In general, if we have two indistinguishable particles in states $\psi_1$ and $\psi_2$, then starting in the combined state $|\psi_1\psi_2\rangle$ and then exchanging them will produce the state $e^{i\theta}|\psi_2\psi_1\rangle$, or $e^{i2\pi s}|\psi_2\psi_1\rangle$. For bosons, the phase factor $e^{i\theta} e^{i2\pi s} = e^{i2\pi}$ comes out to one, so given two particles in the same state we get the tautological statement $|\psi\psi\rangle = 1|\psi\psi\rangle \rightarrow |\psi\psi\rangle = |\psi\psi\rangle$. For fermions, however, phase factor comes out to negative one, and we get $|\psi\psi\rangle = -|\psi\psi\rangle$, which can only be satisfied if the amplitude is zero—i.e., the state has zero probability. And thus, we get the well-know Pauli Exclusion Principle: no two fermions can occupy the exact same quantum state.
For anyons, the phase factor can be any value on the complex unit circle. Thus, for a pair of particles in identical states, we get the generalized expression $|\psi\psi\rangle = z|\psi\psi\rangle$.

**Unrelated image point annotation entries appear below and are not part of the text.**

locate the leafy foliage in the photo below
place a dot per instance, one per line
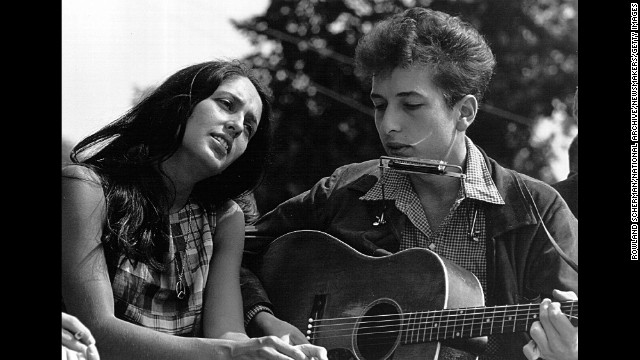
(323, 110)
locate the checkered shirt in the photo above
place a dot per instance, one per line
(147, 297)
(451, 239)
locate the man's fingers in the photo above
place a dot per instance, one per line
(539, 335)
(560, 322)
(531, 351)
(315, 352)
(69, 341)
(92, 353)
(564, 295)
(80, 332)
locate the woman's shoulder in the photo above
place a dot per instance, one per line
(81, 183)
(227, 209)
(80, 172)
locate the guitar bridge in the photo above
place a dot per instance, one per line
(317, 312)
(421, 166)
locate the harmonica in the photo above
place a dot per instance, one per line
(421, 166)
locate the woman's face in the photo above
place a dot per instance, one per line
(220, 127)
(411, 114)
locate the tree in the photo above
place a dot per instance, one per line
(322, 109)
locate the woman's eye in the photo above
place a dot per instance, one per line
(226, 103)
(249, 128)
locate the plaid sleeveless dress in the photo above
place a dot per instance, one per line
(149, 298)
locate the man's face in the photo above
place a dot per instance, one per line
(411, 115)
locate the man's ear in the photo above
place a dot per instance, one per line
(467, 108)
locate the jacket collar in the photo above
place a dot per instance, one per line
(515, 213)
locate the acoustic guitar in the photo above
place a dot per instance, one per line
(399, 306)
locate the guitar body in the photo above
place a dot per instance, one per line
(310, 274)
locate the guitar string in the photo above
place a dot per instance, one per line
(464, 318)
(474, 311)
(463, 325)
(412, 332)
(416, 326)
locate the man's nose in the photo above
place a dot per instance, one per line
(389, 121)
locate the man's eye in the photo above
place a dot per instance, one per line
(250, 129)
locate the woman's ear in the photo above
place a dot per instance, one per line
(467, 109)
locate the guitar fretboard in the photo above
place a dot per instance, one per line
(473, 322)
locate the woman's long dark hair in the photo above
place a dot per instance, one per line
(126, 155)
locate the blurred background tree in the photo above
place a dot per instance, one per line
(304, 53)
(324, 116)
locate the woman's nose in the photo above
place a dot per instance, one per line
(234, 124)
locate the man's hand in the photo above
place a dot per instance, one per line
(554, 337)
(265, 324)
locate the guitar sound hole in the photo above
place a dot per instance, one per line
(378, 332)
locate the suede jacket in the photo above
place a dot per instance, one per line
(522, 264)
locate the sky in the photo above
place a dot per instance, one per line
(110, 47)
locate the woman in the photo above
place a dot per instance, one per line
(151, 240)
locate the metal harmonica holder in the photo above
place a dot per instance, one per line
(421, 166)
(414, 166)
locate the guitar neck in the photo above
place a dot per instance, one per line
(474, 322)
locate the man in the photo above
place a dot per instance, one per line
(568, 188)
(428, 72)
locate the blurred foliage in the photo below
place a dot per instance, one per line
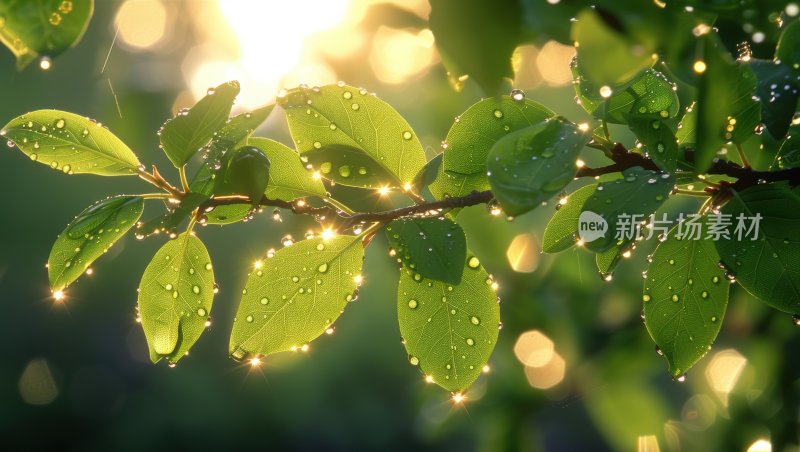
(96, 390)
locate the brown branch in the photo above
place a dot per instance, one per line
(622, 158)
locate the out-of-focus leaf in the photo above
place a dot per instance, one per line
(769, 266)
(71, 143)
(607, 56)
(352, 137)
(777, 91)
(33, 28)
(531, 165)
(184, 135)
(435, 248)
(175, 297)
(727, 110)
(296, 295)
(449, 330)
(89, 236)
(484, 56)
(562, 229)
(685, 297)
(625, 202)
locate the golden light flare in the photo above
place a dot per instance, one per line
(141, 24)
(399, 55)
(533, 348)
(548, 375)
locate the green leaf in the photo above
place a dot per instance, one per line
(777, 90)
(245, 172)
(428, 173)
(484, 123)
(768, 267)
(297, 295)
(687, 129)
(290, 179)
(604, 52)
(33, 28)
(562, 229)
(531, 165)
(484, 56)
(658, 140)
(352, 137)
(184, 135)
(639, 193)
(175, 297)
(685, 296)
(71, 143)
(648, 94)
(436, 248)
(788, 50)
(449, 331)
(726, 108)
(89, 236)
(172, 219)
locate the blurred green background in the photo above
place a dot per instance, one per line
(76, 376)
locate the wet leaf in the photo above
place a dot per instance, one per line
(184, 135)
(89, 236)
(562, 229)
(768, 267)
(435, 248)
(46, 28)
(352, 137)
(449, 330)
(658, 140)
(685, 297)
(626, 201)
(296, 295)
(70, 143)
(727, 111)
(649, 94)
(175, 297)
(531, 165)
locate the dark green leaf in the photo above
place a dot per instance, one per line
(777, 91)
(685, 297)
(89, 236)
(605, 54)
(649, 94)
(290, 179)
(562, 230)
(448, 330)
(174, 216)
(296, 295)
(184, 135)
(175, 297)
(435, 248)
(484, 56)
(71, 143)
(245, 172)
(352, 137)
(531, 165)
(482, 124)
(627, 201)
(726, 108)
(769, 266)
(33, 28)
(658, 140)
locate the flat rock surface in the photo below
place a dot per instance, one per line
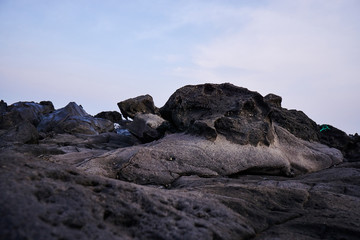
(41, 199)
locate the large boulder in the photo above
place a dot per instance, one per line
(210, 109)
(73, 119)
(24, 111)
(140, 104)
(176, 155)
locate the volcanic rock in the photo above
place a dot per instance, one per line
(210, 109)
(223, 163)
(273, 100)
(41, 199)
(3, 107)
(140, 104)
(178, 155)
(113, 116)
(147, 127)
(24, 111)
(23, 132)
(73, 119)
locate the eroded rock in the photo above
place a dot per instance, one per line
(147, 127)
(24, 111)
(113, 116)
(73, 119)
(210, 109)
(140, 104)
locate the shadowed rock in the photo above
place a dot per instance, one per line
(210, 109)
(273, 100)
(140, 104)
(24, 111)
(147, 127)
(74, 119)
(213, 174)
(23, 132)
(113, 116)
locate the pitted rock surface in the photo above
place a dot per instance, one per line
(210, 109)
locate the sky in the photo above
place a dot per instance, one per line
(100, 52)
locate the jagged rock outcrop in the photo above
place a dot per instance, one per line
(24, 111)
(147, 127)
(273, 100)
(23, 132)
(73, 119)
(140, 104)
(210, 109)
(221, 162)
(234, 135)
(113, 116)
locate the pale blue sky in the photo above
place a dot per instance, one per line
(99, 52)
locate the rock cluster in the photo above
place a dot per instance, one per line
(215, 162)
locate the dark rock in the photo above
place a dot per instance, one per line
(273, 100)
(296, 122)
(140, 104)
(25, 111)
(23, 132)
(237, 113)
(3, 107)
(113, 116)
(73, 119)
(45, 200)
(349, 146)
(147, 127)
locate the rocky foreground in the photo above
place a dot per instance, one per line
(215, 162)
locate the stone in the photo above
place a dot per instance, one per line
(140, 104)
(3, 107)
(23, 132)
(147, 127)
(73, 119)
(210, 109)
(25, 111)
(113, 116)
(41, 199)
(208, 176)
(176, 155)
(296, 122)
(349, 146)
(273, 100)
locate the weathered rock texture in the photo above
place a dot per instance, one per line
(113, 116)
(210, 109)
(45, 200)
(140, 104)
(73, 119)
(221, 162)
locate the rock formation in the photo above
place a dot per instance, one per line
(140, 104)
(215, 162)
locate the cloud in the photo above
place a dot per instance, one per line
(306, 51)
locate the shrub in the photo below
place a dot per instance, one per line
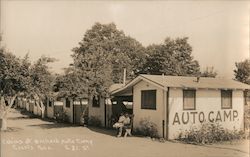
(210, 133)
(94, 121)
(147, 128)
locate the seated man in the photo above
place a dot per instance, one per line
(125, 120)
(127, 125)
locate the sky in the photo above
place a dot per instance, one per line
(218, 31)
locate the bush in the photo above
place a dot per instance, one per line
(210, 133)
(147, 128)
(94, 121)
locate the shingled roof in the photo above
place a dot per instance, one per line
(164, 81)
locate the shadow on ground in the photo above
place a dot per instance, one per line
(53, 125)
(12, 129)
(105, 131)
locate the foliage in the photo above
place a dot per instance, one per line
(242, 71)
(210, 133)
(171, 58)
(101, 56)
(147, 128)
(41, 77)
(209, 72)
(70, 84)
(94, 121)
(11, 74)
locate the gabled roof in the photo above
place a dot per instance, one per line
(162, 81)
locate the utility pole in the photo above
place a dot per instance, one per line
(124, 76)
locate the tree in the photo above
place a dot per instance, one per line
(12, 83)
(41, 81)
(171, 58)
(70, 84)
(209, 72)
(242, 71)
(102, 55)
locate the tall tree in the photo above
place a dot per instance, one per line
(102, 54)
(174, 57)
(242, 71)
(12, 82)
(41, 81)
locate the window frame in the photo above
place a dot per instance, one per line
(147, 107)
(51, 103)
(98, 104)
(231, 99)
(183, 96)
(66, 104)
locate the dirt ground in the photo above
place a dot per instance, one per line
(29, 137)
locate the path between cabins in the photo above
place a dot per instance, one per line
(28, 137)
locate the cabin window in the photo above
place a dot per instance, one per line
(226, 99)
(96, 101)
(51, 102)
(189, 99)
(67, 102)
(148, 99)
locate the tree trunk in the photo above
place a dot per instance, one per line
(41, 107)
(4, 111)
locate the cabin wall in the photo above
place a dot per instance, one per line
(208, 109)
(155, 116)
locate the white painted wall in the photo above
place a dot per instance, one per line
(155, 116)
(97, 111)
(206, 101)
(50, 110)
(68, 110)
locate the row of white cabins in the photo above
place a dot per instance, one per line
(174, 103)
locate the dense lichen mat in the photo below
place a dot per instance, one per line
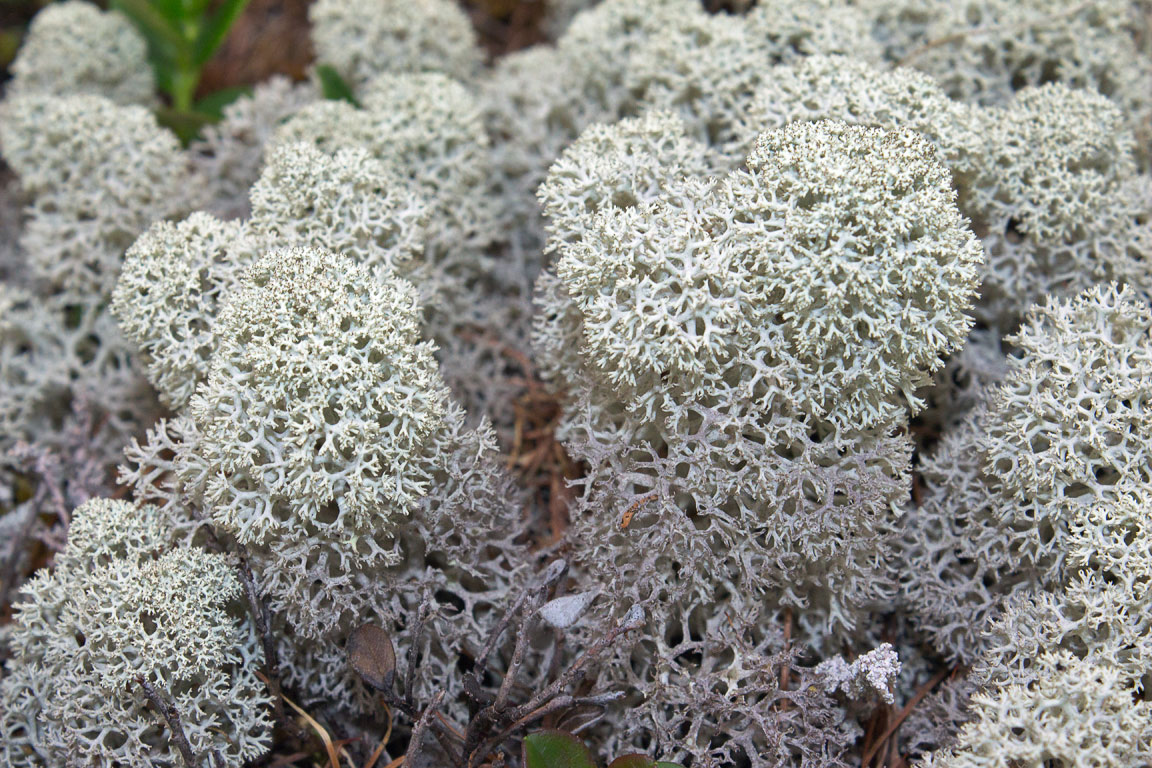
(756, 388)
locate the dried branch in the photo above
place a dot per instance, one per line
(167, 709)
(924, 690)
(422, 727)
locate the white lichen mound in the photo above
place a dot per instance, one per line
(850, 236)
(618, 166)
(1058, 200)
(320, 403)
(98, 174)
(984, 51)
(168, 295)
(74, 47)
(229, 154)
(123, 606)
(1062, 434)
(348, 202)
(364, 38)
(1075, 713)
(346, 471)
(714, 340)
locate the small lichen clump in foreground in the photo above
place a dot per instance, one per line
(122, 610)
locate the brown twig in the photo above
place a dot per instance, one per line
(422, 725)
(923, 691)
(167, 709)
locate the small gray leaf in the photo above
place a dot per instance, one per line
(563, 611)
(371, 654)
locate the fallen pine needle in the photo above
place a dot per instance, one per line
(333, 757)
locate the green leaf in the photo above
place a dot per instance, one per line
(555, 750)
(214, 103)
(159, 31)
(214, 31)
(184, 123)
(631, 761)
(334, 86)
(173, 10)
(639, 761)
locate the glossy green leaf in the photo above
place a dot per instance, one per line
(186, 124)
(334, 86)
(214, 103)
(555, 750)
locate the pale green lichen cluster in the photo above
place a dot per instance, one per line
(120, 609)
(844, 311)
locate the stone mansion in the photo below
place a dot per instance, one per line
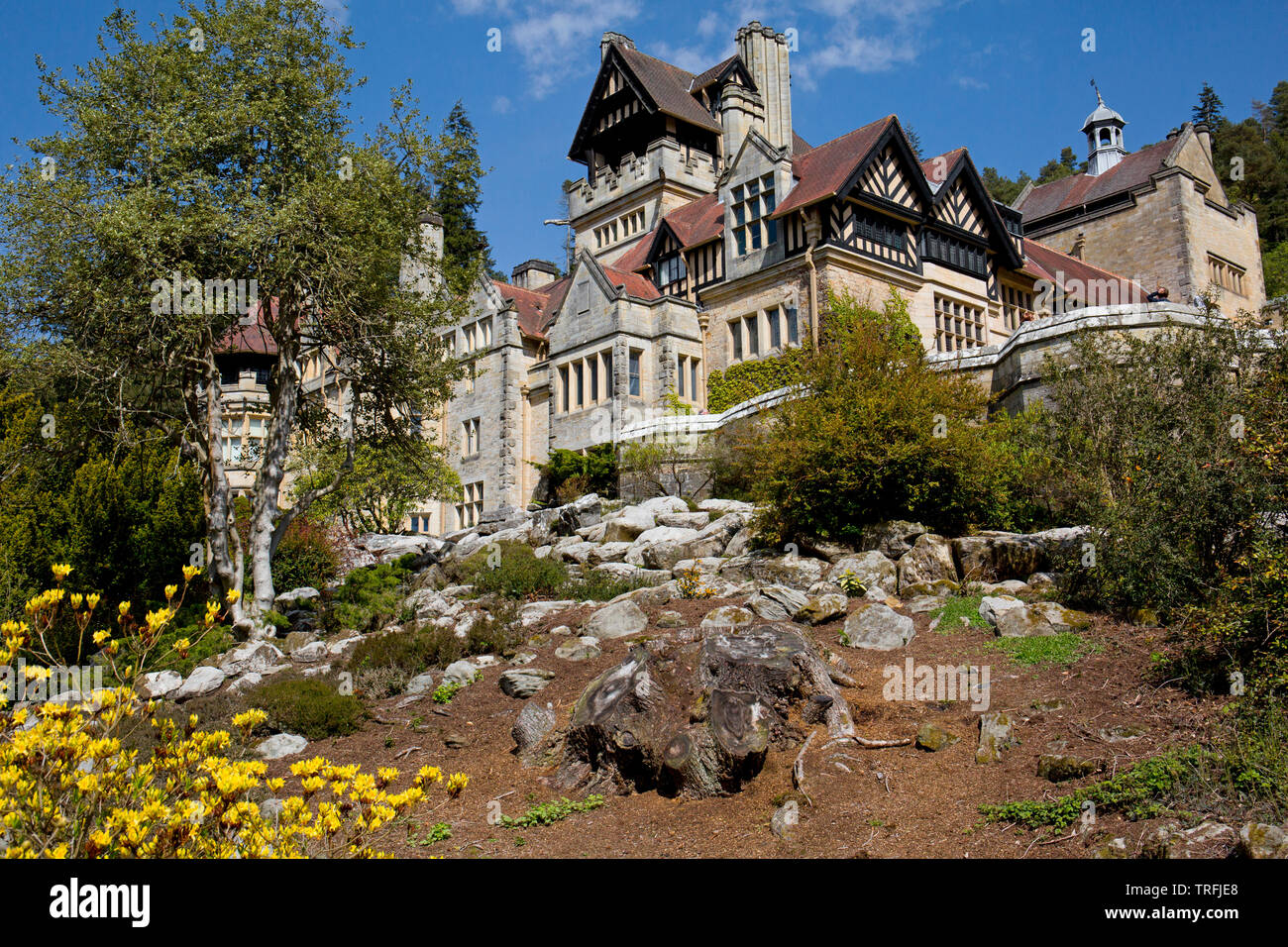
(708, 232)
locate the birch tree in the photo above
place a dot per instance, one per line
(213, 151)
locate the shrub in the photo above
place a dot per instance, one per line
(307, 556)
(370, 596)
(879, 436)
(184, 797)
(514, 571)
(1170, 447)
(570, 474)
(308, 706)
(745, 380)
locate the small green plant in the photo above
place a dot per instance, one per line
(851, 585)
(554, 810)
(443, 693)
(308, 706)
(1055, 650)
(691, 583)
(956, 608)
(1138, 792)
(439, 831)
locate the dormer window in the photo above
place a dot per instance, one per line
(752, 204)
(670, 268)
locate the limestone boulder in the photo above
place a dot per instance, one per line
(876, 626)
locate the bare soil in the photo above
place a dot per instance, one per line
(901, 801)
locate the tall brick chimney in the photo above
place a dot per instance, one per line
(765, 55)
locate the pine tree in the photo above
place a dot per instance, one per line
(1209, 108)
(458, 195)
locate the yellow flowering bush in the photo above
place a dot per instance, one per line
(68, 788)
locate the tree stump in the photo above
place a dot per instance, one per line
(696, 716)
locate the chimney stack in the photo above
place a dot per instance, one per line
(532, 274)
(765, 56)
(609, 38)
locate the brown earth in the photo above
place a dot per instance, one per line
(898, 801)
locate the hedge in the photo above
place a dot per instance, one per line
(748, 379)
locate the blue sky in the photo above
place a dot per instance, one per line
(1008, 78)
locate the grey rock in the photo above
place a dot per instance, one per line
(421, 684)
(158, 684)
(995, 736)
(728, 618)
(202, 681)
(822, 608)
(524, 682)
(876, 626)
(777, 602)
(616, 620)
(930, 560)
(281, 745)
(585, 648)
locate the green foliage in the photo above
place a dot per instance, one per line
(370, 596)
(956, 608)
(552, 812)
(745, 380)
(570, 474)
(308, 706)
(513, 571)
(1168, 455)
(389, 482)
(1044, 650)
(123, 515)
(880, 436)
(307, 556)
(1138, 792)
(443, 693)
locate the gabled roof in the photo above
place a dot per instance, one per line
(1048, 263)
(634, 283)
(1132, 171)
(529, 305)
(252, 338)
(636, 257)
(944, 162)
(697, 222)
(823, 170)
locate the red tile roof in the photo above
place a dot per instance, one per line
(634, 283)
(1132, 171)
(252, 338)
(941, 162)
(697, 222)
(634, 260)
(529, 305)
(1107, 289)
(669, 88)
(823, 170)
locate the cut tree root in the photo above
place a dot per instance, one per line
(799, 768)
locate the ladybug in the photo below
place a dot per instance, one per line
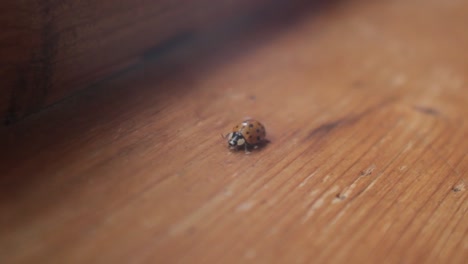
(247, 134)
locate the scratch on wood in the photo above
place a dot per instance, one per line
(307, 179)
(368, 171)
(347, 191)
(459, 187)
(319, 203)
(344, 121)
(426, 110)
(246, 206)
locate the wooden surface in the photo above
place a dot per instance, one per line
(50, 50)
(365, 104)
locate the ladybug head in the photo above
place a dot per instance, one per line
(236, 139)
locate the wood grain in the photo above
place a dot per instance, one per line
(53, 49)
(365, 104)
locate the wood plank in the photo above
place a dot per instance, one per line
(365, 104)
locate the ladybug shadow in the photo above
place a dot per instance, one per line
(250, 149)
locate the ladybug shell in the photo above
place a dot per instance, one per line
(252, 131)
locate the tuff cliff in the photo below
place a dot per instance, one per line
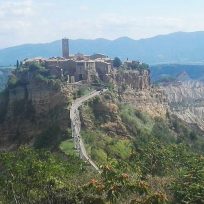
(34, 111)
(134, 87)
(186, 100)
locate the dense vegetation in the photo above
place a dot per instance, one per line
(170, 72)
(143, 160)
(4, 75)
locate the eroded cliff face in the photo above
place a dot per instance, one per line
(134, 87)
(133, 79)
(31, 110)
(186, 100)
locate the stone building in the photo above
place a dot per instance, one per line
(65, 48)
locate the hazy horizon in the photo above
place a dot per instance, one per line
(35, 21)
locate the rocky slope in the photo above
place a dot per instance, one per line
(186, 100)
(33, 112)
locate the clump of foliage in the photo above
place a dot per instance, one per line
(4, 99)
(50, 138)
(117, 62)
(30, 176)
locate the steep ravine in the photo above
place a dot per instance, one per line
(186, 100)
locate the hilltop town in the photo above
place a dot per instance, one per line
(93, 68)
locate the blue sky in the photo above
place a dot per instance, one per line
(34, 21)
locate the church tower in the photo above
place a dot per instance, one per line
(65, 48)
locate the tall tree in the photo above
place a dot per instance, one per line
(117, 62)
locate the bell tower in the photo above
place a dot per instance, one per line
(65, 48)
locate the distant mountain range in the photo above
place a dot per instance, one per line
(180, 47)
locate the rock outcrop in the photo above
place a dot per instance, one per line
(134, 87)
(31, 110)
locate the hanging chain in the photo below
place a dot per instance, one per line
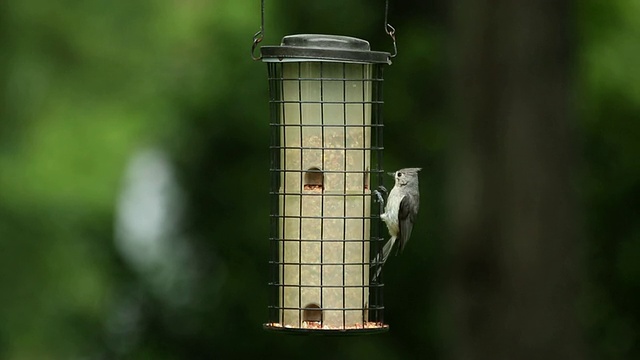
(390, 30)
(257, 38)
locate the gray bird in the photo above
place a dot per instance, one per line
(399, 213)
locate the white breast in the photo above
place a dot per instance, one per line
(390, 216)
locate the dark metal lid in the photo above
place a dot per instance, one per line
(313, 47)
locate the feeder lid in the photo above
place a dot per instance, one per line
(314, 47)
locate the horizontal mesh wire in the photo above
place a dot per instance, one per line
(326, 155)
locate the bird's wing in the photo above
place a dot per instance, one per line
(406, 217)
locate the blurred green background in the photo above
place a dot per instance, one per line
(134, 176)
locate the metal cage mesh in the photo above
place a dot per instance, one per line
(325, 158)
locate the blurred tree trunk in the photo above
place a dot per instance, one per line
(516, 258)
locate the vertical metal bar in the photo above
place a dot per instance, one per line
(364, 189)
(283, 211)
(322, 197)
(344, 190)
(300, 197)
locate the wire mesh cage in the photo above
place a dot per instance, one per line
(326, 155)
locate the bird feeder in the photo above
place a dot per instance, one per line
(326, 157)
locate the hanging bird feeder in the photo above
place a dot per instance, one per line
(326, 156)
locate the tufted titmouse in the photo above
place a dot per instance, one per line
(399, 213)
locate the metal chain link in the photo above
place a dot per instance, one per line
(259, 36)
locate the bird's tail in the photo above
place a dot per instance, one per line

If $z$ happens to be 1, then we're dealing with bosons, and everything is fine. But what if it is neither 1 nor -1? Is the result that anyons end up obeying an exclusion principle just like fermions, with bosons being the unique special case, or is it possible to have states which remain unchanged under certain phase shifts, which would thus be allowed (resulting in a rather more complicated sort of semi-exclusion)?